Scientists and other health experts had already criticized Biden’s move to promote all Americans 16 and older when top health officials outlined the plan last month. Scientists and other experts said the data cited by federal health officials was not convincing and called the administration’s push for reinforcements premature.
In outlining plans to begin distributing the boosters as early as next week, administration officials cited three CDC studies that showed vaccine protection against Covid waned over several months. The management plan calls for people to get a third dose of the Pfizer or Moderna vaccine eight months after the second shot. Biden has since said scientists are studying whether the third shot should be raised by three months. US health officials have said they need more data about Johnson & Johnson’s vaccine before they can recommend boosters for those injections.
Both Pfizer and Moderna also released their own analyzes showing the incidence of advanced Covid cases — which occurs in fully vaccinated people — was less frequent in clinical trial participants who were recently vaccinated, suggesting that the protection of Covid vaccines wanes over time. In separate documents released Wednesday, Pfizer said an observational study in Israel showed that a third dose of the Covid vaccine six months after the second shot restores protection against infection to 95%.
However, some scientists argue that there is no need for booster doses for the general public at this time.
A leading group of scientists published a paper Monday in the medical journal The Lancet that said available data show that the vaccine’s protection against severe disease persists, even as efficacy against mild disease wanes over time. The authors, including two outgoing senior FDA officials and multiple WHO scientists, said widespread distribution of the booster shots to the general public was “not appropriate” at this time.
There is currently no consensus in the biomedical community about boosters for the general public, said Dan Baruch, an immunologist at Harvard Medical School. “There are great experts who fall into different sides of the debate.”

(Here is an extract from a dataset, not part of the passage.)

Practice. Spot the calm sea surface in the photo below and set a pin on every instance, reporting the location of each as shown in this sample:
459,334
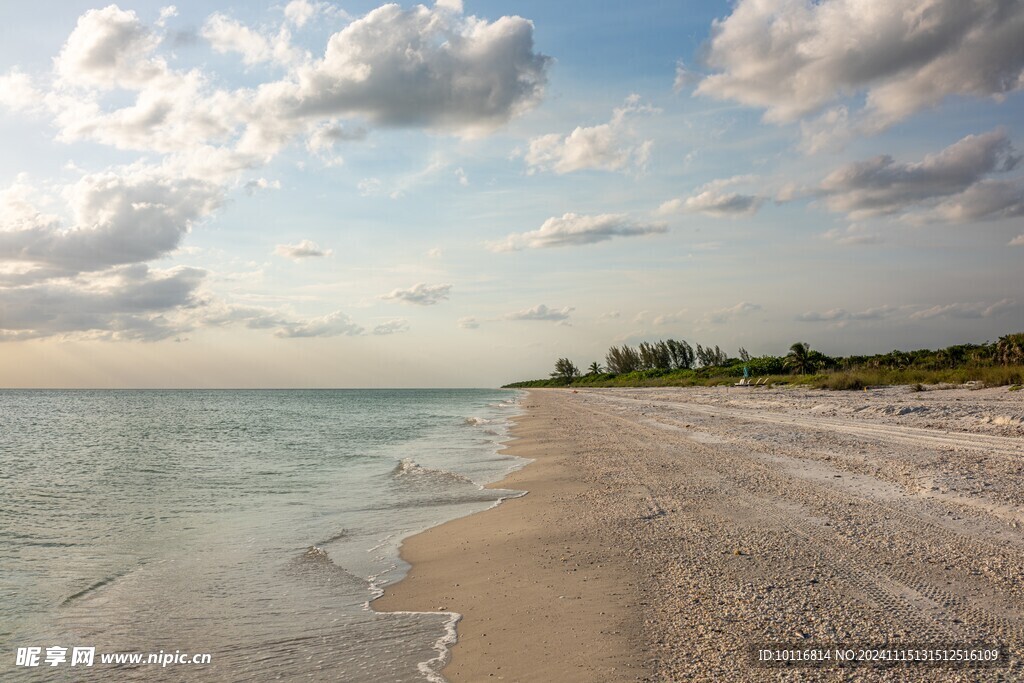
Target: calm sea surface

Arturo Casadevall, chair of the department of molecular microbiology and immunology at Johns Hopkins University’s Bloomberg School of Public Health, supports reinforcers for the general public.
A third dose, he said, will boost immunity and should reduce the potential for infections, including with different strains. “For all vaccines, immunity wanes over time and Covid-19 vaccines are no different.”
Immunologist at Yale University School of Medicine Akiko Iwasaki disagrees with the widespread distribution of boosters in the United States. She said we should focus on giving the first shots to everyone else around the world before moving on to the booster doses.
She said booster doses are still needed for some of the most vulnerable people at the moment as advanced cases lead to severe illness and hospitalization.
These severe cases “mostly occur in the elderly and the elderly, such as 65 years and over,” she said. “I think giving it to seniors really makes sense to me now.”